Please contact the author if you have any questions, suggestions, or if would like to contribute data to further develop VALENCIA. Thank you and Enjoy!
VALENCIA is a nearest-centroid based algorithm for the classification of human vaginal microbial community into state types based on their taxonomic composition. Samples are individually assigned to community state types (CSTs) based on their similarity to a set of thirteen reference centroids. The assignments provided by VALENCIA are reproducible and comparable across studies. Reference centroids were identified and defined using a dataset of >13,000 vaginal microbial taxonomic compositions from >1,900 North American women. We have done fairly extensive work to validate the usage of VALENCIA on vaginal microbial communities (see publication) including those that were derived from sequencing the V1V3, V3V4 and V4 regions. We have also looked at how it performs on samples from adolescent girls and post menopausal women, as well as on reproductive age African women.
Required dependencies
Python 3.0+ with pandas, numpy, argparse, and matplotlib modules
Taxa names need to match used by VALENCIA for proper CST assignment. We use species level assignments for the Lactobacillus, Gardnerella, Prevotella, Atopobium and Sneathia. These appear as “Genus_species” format (e.g. “Lactobacillus_crispatus”. All other taxa are summarized to the genus or higher level. These appear as “g_Genus” or “f_Family” (e.g. “g_Bifidobacterium”). It is important that the major vaginal taxa’s names match the reference. This includes any critical in the definition of a CST, which appear below. Prevotella often causes problems due variations in naming conventions. If you are having difficulty with this taxa it is okay to combine all the data into "g_Prevotella", just make sure to use the reference centroid with the matching change .
Running VALENCIA
VALENCIA has the follow required arguments:
-
-ref, --reference : path to the reference centroids file (provided)
-
-i, --input : CSV file of the sample dataset with column 1 named “sampleID” containing unique sample names and column 2 named “read_count” containing each sample’s total read count. The remaining columns are expected to be taxa read counts, with the taxa name as the header.
-
-o, --output : File prefix to store the output, all of the added CST information will appear as the final columns of the dataset
And the following optional arguments:
- -p, --plot : File prefix to store diagnostic plot in, not generated unless this argument is provided
The script is run as follows:
python3 /path/to/Valencia.py -ref /path/to/CST_profiles_012920.csv -i /path/to/test_dataset.csv -o /path/to/test_out -p /path/to/test
CST architecture
-CST I communities are dominated by L. crispatus and include subtypes
- CST I-A almost completely L. crispatus
- CST I-B less L. crispatus but still majority
-CST II communities are dominated by L. gasseri
-CST III communities are dominated by L. iners and include subtypes
- CST III-A almost completely L. iners
- CST III-B less L. iners but still majority
-CST IV communities that have a low relative abundance of Lactobacillus spp. and include subtypes
-
CST IV-A contains a high to moderate relative abundance of BVAB1 and G. vaginalis
-
CST IV-B contains a high to moderate relative abundance of G. vaginalis and A. vaginae
-
CST IV-C contains low relative abundances of G. vaginalis, BVAB1, and Lactobacillus spp. and includes
- CST IV-C0 relatively even community with Prevotella spp.

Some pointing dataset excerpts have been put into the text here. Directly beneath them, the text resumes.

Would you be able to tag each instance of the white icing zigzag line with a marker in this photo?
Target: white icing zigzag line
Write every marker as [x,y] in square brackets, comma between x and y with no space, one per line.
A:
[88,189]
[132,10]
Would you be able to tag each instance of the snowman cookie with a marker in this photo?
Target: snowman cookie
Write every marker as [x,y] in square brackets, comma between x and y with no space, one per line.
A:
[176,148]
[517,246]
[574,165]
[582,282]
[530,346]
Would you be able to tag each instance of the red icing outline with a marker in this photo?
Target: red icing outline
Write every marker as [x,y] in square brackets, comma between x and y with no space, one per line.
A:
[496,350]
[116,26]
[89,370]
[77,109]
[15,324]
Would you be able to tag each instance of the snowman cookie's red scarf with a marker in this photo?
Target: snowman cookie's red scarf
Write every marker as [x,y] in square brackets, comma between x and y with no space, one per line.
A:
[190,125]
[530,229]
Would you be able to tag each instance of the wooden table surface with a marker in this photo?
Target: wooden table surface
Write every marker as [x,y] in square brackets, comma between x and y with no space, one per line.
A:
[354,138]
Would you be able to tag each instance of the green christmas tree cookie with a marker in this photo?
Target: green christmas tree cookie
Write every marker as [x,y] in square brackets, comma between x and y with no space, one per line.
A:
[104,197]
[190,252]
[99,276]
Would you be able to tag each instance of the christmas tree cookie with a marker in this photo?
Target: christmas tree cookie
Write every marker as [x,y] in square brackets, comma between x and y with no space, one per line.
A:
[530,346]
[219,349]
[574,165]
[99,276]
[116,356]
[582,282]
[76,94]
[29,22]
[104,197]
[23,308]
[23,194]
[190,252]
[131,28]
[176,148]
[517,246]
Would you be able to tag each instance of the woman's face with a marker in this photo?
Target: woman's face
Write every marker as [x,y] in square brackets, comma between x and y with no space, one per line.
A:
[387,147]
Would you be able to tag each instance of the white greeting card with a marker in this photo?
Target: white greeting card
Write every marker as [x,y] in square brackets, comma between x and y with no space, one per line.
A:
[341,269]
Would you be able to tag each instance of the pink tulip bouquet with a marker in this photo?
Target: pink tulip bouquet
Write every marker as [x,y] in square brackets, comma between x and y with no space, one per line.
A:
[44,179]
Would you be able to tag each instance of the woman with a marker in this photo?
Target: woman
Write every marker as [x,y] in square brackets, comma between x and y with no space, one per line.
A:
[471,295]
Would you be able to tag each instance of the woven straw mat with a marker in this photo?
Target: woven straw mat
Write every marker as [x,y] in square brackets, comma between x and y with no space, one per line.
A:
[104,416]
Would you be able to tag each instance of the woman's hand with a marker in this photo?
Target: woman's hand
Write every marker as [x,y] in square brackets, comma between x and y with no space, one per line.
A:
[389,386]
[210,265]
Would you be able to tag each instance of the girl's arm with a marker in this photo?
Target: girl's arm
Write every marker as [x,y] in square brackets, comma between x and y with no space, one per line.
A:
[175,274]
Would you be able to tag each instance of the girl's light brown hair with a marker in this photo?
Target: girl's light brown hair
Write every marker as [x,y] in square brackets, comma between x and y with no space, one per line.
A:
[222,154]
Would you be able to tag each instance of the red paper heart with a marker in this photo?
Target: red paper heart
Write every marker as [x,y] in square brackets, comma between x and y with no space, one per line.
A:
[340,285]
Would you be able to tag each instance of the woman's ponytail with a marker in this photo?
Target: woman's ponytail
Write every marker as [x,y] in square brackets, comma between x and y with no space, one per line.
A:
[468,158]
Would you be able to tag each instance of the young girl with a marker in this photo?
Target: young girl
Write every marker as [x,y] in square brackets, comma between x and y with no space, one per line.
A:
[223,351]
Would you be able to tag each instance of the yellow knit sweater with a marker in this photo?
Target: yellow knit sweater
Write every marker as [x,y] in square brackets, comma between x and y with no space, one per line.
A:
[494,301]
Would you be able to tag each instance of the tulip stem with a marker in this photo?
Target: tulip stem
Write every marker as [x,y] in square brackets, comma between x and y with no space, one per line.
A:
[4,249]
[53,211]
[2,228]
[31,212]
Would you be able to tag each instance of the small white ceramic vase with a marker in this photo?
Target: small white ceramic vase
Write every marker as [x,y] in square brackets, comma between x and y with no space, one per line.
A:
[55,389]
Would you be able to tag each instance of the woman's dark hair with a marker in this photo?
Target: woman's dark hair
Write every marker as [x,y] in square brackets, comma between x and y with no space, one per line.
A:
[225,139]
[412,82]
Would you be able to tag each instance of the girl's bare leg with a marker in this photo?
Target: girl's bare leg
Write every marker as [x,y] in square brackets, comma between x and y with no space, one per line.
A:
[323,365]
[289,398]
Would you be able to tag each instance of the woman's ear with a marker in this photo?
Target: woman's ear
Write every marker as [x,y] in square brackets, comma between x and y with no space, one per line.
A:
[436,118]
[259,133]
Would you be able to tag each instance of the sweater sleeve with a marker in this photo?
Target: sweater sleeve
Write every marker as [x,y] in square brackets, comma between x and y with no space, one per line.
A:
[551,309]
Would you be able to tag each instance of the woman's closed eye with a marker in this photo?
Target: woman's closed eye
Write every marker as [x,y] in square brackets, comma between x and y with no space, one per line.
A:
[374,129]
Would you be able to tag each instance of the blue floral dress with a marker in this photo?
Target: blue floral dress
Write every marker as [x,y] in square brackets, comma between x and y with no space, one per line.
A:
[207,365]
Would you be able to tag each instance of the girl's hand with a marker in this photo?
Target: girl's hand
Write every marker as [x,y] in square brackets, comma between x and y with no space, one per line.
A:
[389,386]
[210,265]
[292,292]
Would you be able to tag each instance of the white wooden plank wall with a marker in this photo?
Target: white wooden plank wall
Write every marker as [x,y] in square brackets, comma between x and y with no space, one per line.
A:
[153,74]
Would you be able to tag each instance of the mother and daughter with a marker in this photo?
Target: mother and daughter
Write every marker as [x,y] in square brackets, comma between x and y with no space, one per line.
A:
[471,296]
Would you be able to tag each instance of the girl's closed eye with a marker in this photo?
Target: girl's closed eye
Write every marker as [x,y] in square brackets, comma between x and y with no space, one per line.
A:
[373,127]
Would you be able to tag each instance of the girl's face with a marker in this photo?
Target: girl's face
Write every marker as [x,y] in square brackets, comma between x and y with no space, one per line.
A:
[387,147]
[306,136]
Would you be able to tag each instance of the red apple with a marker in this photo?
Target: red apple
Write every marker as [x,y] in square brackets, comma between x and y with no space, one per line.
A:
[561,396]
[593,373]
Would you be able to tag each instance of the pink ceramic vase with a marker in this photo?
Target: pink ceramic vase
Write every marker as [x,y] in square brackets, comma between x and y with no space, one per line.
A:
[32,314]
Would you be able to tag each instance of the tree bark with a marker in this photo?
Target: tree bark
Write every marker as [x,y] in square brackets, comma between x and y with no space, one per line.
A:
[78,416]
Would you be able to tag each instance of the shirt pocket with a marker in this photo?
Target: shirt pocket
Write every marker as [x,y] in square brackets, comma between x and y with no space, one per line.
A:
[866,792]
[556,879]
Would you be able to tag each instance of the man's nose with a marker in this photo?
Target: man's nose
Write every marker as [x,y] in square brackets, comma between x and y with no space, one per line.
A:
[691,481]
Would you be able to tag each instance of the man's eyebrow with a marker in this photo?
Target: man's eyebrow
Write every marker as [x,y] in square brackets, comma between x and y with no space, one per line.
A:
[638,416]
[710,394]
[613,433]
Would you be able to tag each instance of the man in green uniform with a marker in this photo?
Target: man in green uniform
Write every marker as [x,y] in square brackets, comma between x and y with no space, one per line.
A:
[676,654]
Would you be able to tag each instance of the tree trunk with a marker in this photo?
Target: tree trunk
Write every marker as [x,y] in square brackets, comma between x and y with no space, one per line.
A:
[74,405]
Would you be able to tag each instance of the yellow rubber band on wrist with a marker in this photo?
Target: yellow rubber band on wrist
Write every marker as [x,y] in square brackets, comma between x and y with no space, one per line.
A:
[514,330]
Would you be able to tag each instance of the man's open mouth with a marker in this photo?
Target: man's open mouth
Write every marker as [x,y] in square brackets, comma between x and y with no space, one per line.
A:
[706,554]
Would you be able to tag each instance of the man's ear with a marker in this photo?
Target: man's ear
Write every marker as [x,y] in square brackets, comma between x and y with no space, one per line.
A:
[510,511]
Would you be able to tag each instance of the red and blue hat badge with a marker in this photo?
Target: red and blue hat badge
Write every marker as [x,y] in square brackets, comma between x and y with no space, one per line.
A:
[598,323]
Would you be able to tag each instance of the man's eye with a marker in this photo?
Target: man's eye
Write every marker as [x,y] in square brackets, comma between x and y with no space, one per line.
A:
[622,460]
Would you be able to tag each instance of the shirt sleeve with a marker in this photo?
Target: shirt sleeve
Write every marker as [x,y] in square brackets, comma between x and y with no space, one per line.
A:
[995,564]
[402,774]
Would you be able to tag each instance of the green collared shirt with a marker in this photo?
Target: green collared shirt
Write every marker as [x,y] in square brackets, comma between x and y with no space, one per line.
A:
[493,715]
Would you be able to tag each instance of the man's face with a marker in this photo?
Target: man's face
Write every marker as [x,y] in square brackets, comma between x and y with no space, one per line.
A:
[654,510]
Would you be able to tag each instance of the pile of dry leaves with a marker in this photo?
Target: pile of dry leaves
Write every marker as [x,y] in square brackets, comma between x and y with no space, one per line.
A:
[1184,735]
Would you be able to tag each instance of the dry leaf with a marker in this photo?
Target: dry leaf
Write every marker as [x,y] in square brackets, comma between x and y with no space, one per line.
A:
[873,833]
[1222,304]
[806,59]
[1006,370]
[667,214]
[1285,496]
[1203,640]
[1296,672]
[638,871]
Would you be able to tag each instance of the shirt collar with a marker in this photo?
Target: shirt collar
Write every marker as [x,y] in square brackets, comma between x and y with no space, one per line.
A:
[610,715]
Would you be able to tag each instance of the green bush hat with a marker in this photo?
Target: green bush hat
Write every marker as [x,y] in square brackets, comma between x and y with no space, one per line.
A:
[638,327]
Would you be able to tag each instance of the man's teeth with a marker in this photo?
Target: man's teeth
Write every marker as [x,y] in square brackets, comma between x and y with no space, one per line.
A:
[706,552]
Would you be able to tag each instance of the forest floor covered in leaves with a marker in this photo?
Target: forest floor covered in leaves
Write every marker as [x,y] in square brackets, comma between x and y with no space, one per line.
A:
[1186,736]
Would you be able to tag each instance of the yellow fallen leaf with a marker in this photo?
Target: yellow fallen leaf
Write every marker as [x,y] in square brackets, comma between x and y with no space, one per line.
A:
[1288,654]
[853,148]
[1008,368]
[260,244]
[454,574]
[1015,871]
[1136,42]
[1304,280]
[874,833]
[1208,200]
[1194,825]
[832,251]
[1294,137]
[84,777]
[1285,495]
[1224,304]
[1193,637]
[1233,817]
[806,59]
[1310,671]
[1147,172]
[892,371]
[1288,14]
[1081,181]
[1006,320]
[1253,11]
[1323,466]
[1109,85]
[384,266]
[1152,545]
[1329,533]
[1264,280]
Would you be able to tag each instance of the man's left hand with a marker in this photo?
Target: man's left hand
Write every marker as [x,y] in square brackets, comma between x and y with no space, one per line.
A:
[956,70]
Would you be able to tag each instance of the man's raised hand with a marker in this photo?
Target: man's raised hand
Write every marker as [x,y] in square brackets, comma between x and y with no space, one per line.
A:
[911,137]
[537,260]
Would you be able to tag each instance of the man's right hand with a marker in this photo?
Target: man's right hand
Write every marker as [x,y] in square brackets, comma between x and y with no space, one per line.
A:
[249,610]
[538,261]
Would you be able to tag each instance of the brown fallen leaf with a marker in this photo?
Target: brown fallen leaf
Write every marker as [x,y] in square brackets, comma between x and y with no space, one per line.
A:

- CST IV-C1 dominated by Streptococcus spp.
- CST IV-C2 dominated by Enterococcus spp.
- CST IV-C3 dominated by Bifidobacterium spp.
- CST IV-C4 dominated by Staphylococcus spp.
-CST V communities are dominated by L. jensenii
qiime2 conversion script
This script takes ouput from qiime2 and converts it to a format suitable for VALENCIA. The two files expected as input are the ASV taxon names key and the ASV read count table. The expected output is a new table which contains the samples as rows and the condensed taxa as columns. This file can be used as input to VALENCIA. The second file provides a link between the original taxa names and the condensed names.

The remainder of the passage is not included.